One thing we have all experienced at some point is inconsiderate people acting like their trip is more important than anyone else on the water. I don't give a rat's fuzzy grey *** how much anyones rig cost whether it be a kayak, jon boat or decked out 80 mph flats boat, the people on that vessel or wading that flat are no lesser than anyone else on the water. We are all out there enjoying life but some make it more difficult. 
Maybe I will shoot some video when Im on my 10-12 days of wading coming up and we can see what I mean.
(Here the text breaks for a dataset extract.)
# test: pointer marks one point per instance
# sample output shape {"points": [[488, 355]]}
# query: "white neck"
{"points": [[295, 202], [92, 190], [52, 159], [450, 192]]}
http://www.fishingscout.com/scouts/SmackDaddy


----------



## YakSerious (Jun 21, 2013)

Captain Kenny , when i'm in my kayak paddling the shallows where most boats can't go, I'm in that spot you talk about "away from boat traffic". And the cost of a boat has nothing to do with anything relevant here. You have to admit, that was a pretty silly statement you made. MY BOAT IS MORE EXPENSIVE AND I'M SCARED TOO HANDLE IT IN DEEPER WATER BECAUSE ITS HARDER TO MANUEVER, SO I'M GOING TO BURN YOUR WADE. IF YOU DON'T LIKE IT GET AN AIRBOAT ?


----------



## Whitebassfisher (May 4, 2007)

We all have an equal right to enjoy nature, so airboats should be less than 90 dB to operate on public waterways. Don't ban the boats, just have standards for legal public use.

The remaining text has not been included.